AMERICAS NEWS: More discretion, please

Last month, the California Public Employees' Retirement System (CalPERS) increased its investment manager discretion limits in real assets, in a move that industry experts say falls in line with a broader trend toward more discretionary spending.

CalPERS raised the threshold for its managing investment director in real assets, Paul Mouchakkaa, and chief investment officer, Ted Eliopoulos, to invest in real estate without committee approval, to $3 billion and $6 billion, respectively, per commitment. Previously, the managing investment director could make up to $1.5 billion in investments and the chief investment officer could make up to $2.5 billion, according to a CalPERS’ spokesman. CalPERS also capped annual discretionary real estate investments at $10 billion each, up from $7 billion.

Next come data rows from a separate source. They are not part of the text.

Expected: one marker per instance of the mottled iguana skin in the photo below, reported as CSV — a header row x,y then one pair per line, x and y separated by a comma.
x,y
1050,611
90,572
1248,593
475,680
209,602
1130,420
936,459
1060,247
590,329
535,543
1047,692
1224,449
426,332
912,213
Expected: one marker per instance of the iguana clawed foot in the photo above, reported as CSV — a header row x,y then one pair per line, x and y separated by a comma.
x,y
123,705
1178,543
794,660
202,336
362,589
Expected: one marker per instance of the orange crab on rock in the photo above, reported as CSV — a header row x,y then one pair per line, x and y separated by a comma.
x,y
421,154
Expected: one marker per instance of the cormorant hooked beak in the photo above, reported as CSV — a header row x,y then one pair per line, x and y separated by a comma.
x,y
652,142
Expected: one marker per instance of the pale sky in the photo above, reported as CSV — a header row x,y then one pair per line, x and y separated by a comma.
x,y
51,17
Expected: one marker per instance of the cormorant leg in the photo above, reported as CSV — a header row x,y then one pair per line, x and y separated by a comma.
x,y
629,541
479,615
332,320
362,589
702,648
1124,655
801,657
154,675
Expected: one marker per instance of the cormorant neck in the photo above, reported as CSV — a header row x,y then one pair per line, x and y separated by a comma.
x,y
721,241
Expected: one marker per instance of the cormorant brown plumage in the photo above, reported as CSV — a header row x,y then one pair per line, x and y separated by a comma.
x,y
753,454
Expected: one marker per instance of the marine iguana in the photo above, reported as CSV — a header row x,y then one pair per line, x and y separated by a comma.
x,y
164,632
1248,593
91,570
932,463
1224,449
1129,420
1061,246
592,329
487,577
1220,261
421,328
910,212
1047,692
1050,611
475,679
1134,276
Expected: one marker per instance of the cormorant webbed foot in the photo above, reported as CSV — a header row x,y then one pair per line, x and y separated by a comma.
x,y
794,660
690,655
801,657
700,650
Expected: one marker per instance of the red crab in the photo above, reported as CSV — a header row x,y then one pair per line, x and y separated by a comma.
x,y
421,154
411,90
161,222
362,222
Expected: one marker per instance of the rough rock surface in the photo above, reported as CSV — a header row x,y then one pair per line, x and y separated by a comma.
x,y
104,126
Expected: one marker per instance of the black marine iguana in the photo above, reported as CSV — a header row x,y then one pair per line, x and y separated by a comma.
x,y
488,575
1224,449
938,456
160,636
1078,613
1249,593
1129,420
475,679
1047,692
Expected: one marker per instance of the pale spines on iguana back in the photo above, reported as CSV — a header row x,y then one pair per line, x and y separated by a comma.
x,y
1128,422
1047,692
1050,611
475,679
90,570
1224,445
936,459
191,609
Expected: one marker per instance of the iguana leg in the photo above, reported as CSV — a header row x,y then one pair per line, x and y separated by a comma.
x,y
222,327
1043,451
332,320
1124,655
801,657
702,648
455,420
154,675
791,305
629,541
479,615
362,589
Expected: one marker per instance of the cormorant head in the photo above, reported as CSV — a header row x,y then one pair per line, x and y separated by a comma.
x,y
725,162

The moves are described in meeting documents as part of a broader effort to reduce complexity and improve transparency in the pension’s investment strategy. The change is intended to increase consistency across CalPERS’ real assets program, which also includes infrastructure and forestland investments.

Managers are still required to mitigate risk by maintaining “an appropriate level of diversification,” and the fund has outlined geographical and leverage limits for each sector, constraints that “are intended to create a lower risk portfolio,” according to pension documents.

Alan Kosan, the head of consultancy Segal Rosercasey’s alternative investments research group, said CalPERS’ decision mirrors a larger trend toward more pension discretion.

It allows pensions to “move with alacrity in the market without waiting for a decision by a committee,” he said. “It can be a very positive execution tool in the illiquid asset classes.”

Discretionary investments are appealing both in-house and externally, Kosan noted.

“The fact that you control your own funding makes you a desirable partner for other co-investors out there,” he said. “You don’t have to go through the different gates required otherwise to get deals done in a cumbersome governance structure.”